THE Government believes it has ensured that the new European fiscal treaty will not require the support of the people by way of referendum, the Sunday Independent can reveal.
Ministers feel the treaty, a final draft of which is expected to be agreed at an EU council meeting tomorrow, has been sufficiently watered down so as to avoid the need to give voters a say.
The Government's approach is completely at odds with the wishes of the people as expressed in an opinion poll today which finds that almost three-quarters want a referendum.
A Red C poll for the Sunday Business Post shows 72 per cent want a referendum, 21 per cent do not and seven per cent have no opinion.
The disclosure that people will likely be deprived of an opportunity to vote on the treaty is expected to provoke a furious response from opponents who believe it will permanently surrender national sovereignty to Europe.
President Michael D Higgins may still refer the treaty to the Supreme Court to test whether a referendum is required; it is also open to any citizen to mount such a legal action.
The treaty has been described as the first foundation stone of full fiscal union in Europe.
Yesterday, the position of the Government remained that the final agreement would be forwarded to the Attorney General this week for advice on ratification.
A Government spokesman last night refused to be drawn on whether legal advice had been taken during the negotiation process so as to avoid the requirement for a referendum.
A spokesman for the Taoiseach, Enda Kenny, would only say: "The treaty . . . will be forwarded to the Attorney General for advice on ratification when it is signed off. It is expected and hoped that will happen tomorrow at the EU council meeting."
However, another Government source said: "The drafts were worked on by the Taoiseach's department, the Tanaiste and the AG. No other departments were consulted.
"Whether or not there was a requirement for a referendum would have influenced the thinking on recommending alternatives to the various drafts."
Yesterday, the economist Colm McCarthy said: "This has been a lawyers' exercise, especially in Brussels.
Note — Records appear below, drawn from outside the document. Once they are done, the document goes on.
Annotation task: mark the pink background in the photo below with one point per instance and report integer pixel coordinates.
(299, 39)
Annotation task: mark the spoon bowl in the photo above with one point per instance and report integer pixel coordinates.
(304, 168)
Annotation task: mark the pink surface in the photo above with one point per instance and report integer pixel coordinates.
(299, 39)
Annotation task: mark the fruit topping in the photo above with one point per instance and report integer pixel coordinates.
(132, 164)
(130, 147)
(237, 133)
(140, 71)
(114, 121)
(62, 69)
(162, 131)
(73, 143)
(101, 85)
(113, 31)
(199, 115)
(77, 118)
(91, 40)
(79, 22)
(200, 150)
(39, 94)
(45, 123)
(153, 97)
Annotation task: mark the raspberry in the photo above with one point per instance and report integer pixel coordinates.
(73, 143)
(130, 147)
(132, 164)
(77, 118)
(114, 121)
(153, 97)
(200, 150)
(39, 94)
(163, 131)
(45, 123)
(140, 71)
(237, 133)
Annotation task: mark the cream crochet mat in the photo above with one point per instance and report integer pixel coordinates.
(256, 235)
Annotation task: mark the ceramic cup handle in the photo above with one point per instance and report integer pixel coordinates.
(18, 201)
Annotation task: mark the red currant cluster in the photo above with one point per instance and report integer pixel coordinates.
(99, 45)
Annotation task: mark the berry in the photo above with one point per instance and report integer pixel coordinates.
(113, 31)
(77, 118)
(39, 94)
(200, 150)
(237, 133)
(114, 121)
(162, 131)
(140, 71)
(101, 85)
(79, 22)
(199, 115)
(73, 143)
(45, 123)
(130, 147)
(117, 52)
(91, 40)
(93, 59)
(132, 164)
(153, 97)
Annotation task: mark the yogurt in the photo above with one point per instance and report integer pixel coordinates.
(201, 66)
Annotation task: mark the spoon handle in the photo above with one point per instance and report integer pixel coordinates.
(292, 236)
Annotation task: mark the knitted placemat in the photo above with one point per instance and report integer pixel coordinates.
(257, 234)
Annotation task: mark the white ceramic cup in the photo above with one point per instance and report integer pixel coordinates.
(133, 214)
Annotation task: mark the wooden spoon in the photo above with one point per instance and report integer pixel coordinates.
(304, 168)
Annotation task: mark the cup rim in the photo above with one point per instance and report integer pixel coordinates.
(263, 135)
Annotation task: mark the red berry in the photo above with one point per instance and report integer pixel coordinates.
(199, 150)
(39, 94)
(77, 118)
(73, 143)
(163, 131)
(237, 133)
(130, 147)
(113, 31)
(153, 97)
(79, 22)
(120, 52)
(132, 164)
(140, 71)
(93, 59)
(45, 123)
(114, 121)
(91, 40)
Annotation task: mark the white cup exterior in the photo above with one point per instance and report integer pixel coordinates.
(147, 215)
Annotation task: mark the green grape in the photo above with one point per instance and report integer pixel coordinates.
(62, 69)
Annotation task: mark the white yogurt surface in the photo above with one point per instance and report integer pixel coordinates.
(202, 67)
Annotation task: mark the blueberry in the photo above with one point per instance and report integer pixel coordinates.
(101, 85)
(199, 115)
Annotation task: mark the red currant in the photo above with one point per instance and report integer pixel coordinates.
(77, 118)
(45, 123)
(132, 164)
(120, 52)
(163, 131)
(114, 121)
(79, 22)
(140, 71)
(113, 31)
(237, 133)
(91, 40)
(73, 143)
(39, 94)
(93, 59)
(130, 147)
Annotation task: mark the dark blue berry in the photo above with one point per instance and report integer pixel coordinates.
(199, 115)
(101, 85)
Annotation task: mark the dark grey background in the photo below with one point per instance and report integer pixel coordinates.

The main emphasis has been on lawyers rather than economists because the priority seems to be to ensure it is not in conflict with any existing treaties."
As an outcome of this process, there is "quiet confidence" at Cabinet that the treaty will avoid the requirement for a referendum and will also survive a subsequent legal challenge should such a challenge be taken.
The decision to reopen the issue of EU treaty change was decided upon by German Chancellor Angela Merkel and French President Nicolas Sarkozy during a stroll along the promenade in the Normandy coastal resort of Deauville last October.
From the moment the plan was revealed, the Government has been in fear of a largely eurosceptic response, given the initial rejection of the most recent European referenda on the Nice and Lisbon treaties.
At one point the Finance Minister, Michael Noonan, stated that if a referendum was required as part of the ratification process, the outcome of the referendum would be interpreted as a vote on continued Irish membership of the euro.
As a further inducement for ratification, the fiscal treaty includes a clause that only EU member states that have ratified the treaty will be able to request emergency funding from the ESM.
This means that Ireland, Greece, Portugal and probably Cyprus, Italy and Spain will be required to ratify the treaty if they wish to continue receiving emergency loans from the euro area's monetary fund.
There are four key elements of note in the fiscal treaty:
- The establishment of a 'Golden Rule' to ensure budgetary discipline.
- The policing of the Golden Rule at national level through so-called 'debt brakes'.
- The policing of national budgetary control at supranational level through a stricter excessive deficit procedure, including legal penalties and control by the European Court of Justice.
- New institutional architecture for euro area governance.
A referendum would have been required if the Government decided to introduce a debt brake into the national Constitution.
The Golden Rule stipulates that a general government's structural deficit should not be greater than 0.5 per cent for countries that have a debt-to-GDP ratio of over 60 per cent, and not greater than 1.0 per cent for countries whose debt is below this mark.
However, the debt brake has been described as "the only real innovation" in the fiscal treaty, as it is the only provision that will lack an enforcement mechanism if the treaty is not ratified.
In order to prevent deliberate or careless drift away from the numerical benchmarks laid down in the treaty, states that ratify will be required to implement the 'debt brakes'.
Under the treaty, each state will have the option of whether the debt brake should be part of the constitution or whether it should be adopted in an act of parliament.
This 'option' was specifically designed to allow states such as Ireland and Finland to avoid complex constitutional amendment procedures.
The fiscal treaty is designed as an insurance policy for 'core' euro area states, and Germany in particular, on the loans provided to the 'periphery' states.
If the treaty is adopted and ratified by at least all euro area states, there is a chance that it may provide Germany with the political capital to consider crisis resolution measures.
Such measures include increasing the lending capacity of the European Monetary Fund, or issuing collectively guaranteed eurobonds, as proposed by IMF managing director Christine Lagarde.
Last week it was reported that Germany was pulling back from its demand for constitutional limits on debt and deficits, a move that will make it easier for the Government to avoid a referendum on the pact.